Nadie quiete al magistrado Pretelt en la Corte Constitucional: ni sus compañeros, ni las otras cortes, ni el Gobierno, ni el fiscal, ni la Corte Interamericana de Derechos Humanos...
Y en el Congreso, sólo los del Centro Democrático de Uribe, responsables de ternarlo, y algunos de la U y del Partido Conservador (¿los costeños?), que votaron a favor de concederle la licencia que pidió.
Son muy graves los cargos que pesan en su contra —soborno y tráfico de influencias—, además de que sobre tierras en Urabá hoy de su propiedad hay reclamaciones de campesinos que fueron despojados de ellas a sangre y fuego por paramilitares. Su empeño de mantenerse en el cargo es insostenible.

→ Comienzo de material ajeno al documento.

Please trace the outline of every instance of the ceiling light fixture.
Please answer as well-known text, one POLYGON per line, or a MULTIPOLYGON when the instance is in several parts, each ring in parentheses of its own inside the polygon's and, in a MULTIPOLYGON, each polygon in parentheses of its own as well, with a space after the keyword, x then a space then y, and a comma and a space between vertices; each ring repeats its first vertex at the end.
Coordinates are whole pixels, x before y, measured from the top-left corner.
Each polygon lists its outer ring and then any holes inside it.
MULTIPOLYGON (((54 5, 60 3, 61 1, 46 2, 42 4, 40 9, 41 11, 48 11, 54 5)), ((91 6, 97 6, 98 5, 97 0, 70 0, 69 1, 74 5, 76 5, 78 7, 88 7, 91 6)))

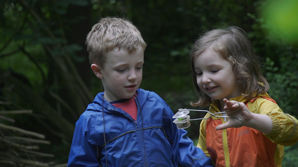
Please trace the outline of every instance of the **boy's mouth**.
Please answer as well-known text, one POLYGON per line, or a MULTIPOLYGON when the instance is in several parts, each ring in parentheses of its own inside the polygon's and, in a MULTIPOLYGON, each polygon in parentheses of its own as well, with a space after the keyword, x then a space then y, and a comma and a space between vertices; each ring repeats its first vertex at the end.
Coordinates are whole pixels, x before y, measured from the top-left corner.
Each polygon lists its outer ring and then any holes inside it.
POLYGON ((129 90, 134 90, 135 88, 136 85, 137 85, 135 84, 130 85, 127 86, 126 86, 125 88, 129 90))

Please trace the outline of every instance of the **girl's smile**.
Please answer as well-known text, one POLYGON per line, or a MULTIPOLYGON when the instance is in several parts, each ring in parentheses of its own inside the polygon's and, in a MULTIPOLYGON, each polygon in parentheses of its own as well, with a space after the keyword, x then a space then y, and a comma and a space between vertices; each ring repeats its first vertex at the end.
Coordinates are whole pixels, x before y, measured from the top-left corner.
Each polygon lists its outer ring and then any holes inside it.
POLYGON ((195 58, 194 65, 198 85, 212 99, 229 99, 241 94, 232 65, 212 49, 195 58))

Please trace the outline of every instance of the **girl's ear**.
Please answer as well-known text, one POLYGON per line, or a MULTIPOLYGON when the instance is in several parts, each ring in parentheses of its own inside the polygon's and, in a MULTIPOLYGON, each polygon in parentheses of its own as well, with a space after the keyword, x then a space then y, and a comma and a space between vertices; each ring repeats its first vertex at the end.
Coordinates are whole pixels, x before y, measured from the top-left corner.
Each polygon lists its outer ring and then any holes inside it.
POLYGON ((91 65, 91 68, 93 71, 94 74, 97 78, 100 79, 102 78, 102 68, 101 67, 95 64, 91 65))

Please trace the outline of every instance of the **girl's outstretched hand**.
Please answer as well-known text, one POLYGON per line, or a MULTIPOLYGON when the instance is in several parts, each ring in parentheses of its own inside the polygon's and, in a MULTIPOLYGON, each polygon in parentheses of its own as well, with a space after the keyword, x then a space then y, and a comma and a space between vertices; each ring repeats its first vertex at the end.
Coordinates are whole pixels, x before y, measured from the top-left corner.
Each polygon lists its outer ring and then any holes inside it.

Indigno es querer hacer prevalecer los intereses personales sobre el interés superior del alto tribunal, más aún si, como él mismo lo reconoció, más de una vez se reunió con el abogado de Fidupetrol, Víctor Pacheco, quien lo acusa de soborno y quien fue informado por Pretelt de que la causa estaba perdida. Confesión de parte de que quebrantó el reglamento interno de la Corte que obliga a la reserva sobre los trámites y deliberaciones de la Sala Plena, y las providencias en proyecto o que no han sido publicadas oficialmente, y cuya “inobservancia será sancionada conforme a la ley” (art. 81, cap. XX).

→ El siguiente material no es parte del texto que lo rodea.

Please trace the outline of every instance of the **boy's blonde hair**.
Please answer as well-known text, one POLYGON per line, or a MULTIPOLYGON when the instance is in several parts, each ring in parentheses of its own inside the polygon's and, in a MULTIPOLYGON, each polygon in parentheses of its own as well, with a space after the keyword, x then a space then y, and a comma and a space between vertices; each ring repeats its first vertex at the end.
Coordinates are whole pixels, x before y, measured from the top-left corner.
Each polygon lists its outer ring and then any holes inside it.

El escándalo —a medida que se conocen más aristas, más asco produce— evidencia que la raíz de los problemas que afectan a la Corte Constitucional —y también a las otras cortes— no está propiamente en el diseño institucional original de esas instituciones, sino en el cambio del “articulito” que permitió la maldita reelección, que, al no ir acompañada por el necesario reajuste del sistema de contrapesos, le permitió al presidente Uribe ampliar su intervención en la elección y nombramiento de algunos funcionarios de los poderes públicos distintos al Ejecutivo. (¡Ojo, presidente Santos!).
Fue la tronera por la que penetraron la politiquería, el clientelismo y la corrupción en los altos tribunales. El tráfico de influencias, las conexiones y la filiación partidista empezaron a cobrar más importancia que las credenciales profesionales y académicas de los aspirantes a las magistraturas. Y a esto se suma que, ante la ineficiencia de la justicia, una figura excepcional como la tutela —con la función de proteger derechos fundamentales— se volvió instrumento normal para resolver asuntos ordinarios, y la discrecionalidad de la Corte para seleccionar para revisión sólo unas pocas de las cerca de 20.000 que le llegan cada mes, en campo nutricio para la corrupción.
El caso que salpica a Pretelt no es el único —son un secreto a voces el tráfico y la compraventa de fallos en las cortes—, y es seguro que la Comisión de Acusaciones no lo resolverá, lo cual añade otro problema a los ya mencionados, y es que a los magistrados no hay quién los ronde y eso se traduce en total impunidad.
Llegó la hora de hacer una reflexión seria y profunda, no sólo sobre la justicia y la necesidad de reformar el diseño de sus instituciones y los requisitos y la forma de acceso a los altos tribunales, sino en especial sobre lo que está pasando entre quienes supuestamente deberían ser ciudadanos libres de toda sospecha en la aplicación del derecho y en el juicio sobre lo que es ético y moral. Hay que impedir que a las cortes sigan llegando juristas sin escrúpulos para los cuales priman los intereses particulares sobre la función superior de administrar justicia, y para quienes, como asegura el abogado defensor de Pretelt, Abelardo de la Espriella, “la ética no tiene nada que ver con el derecho”.